Gestes concrets pour la semaine
- Écrire une lettre de gratitude à une personne vivante qui a changé votre vie. La lui lire si possible.
- Appeler quelqu’un à qui vous n’avez jamais dit merci explicitement.
- Faire mémoire, chaque soir, de trois grâces et d’un « retour » à accomplir le lendemain.
- Offrir une action de grâce eucharistique en semaine pour une intention précise.
- Accueillir un étranger (au sens large): café, repas, marche, écoute sans agenda.
- Glisser un merci dans un espace numérique souvent agressif.
- Donner un merci à Dieu au milieu d’une épreuve: un seul mot peut suffire.
Bénédiction
Seigneur Jésus,
tu as traversé nos frontières et tu nous as rejoints dans nos distances.

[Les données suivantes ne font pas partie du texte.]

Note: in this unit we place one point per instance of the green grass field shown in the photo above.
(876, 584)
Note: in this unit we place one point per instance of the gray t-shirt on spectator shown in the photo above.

Tu as entendu le cri des dix et tu as reçu le retour de l’un.
Apprends-nous l’art du merci,
la science du demi-tour,
la joie de la louange.
Que l’étranger, que nous croisons et que nous sommes,
soit notre maître et notre frère.
Dis à nos vies: « Relève-toi et va. »
Et que ta Parole nous sauve.
Frères et sœurs, recevons cet envoi: allez, et partout où vous irez, que votre premier mot et votre dernier geste soient un merci. Le monde y reconnaîtra une Église qui se souvient.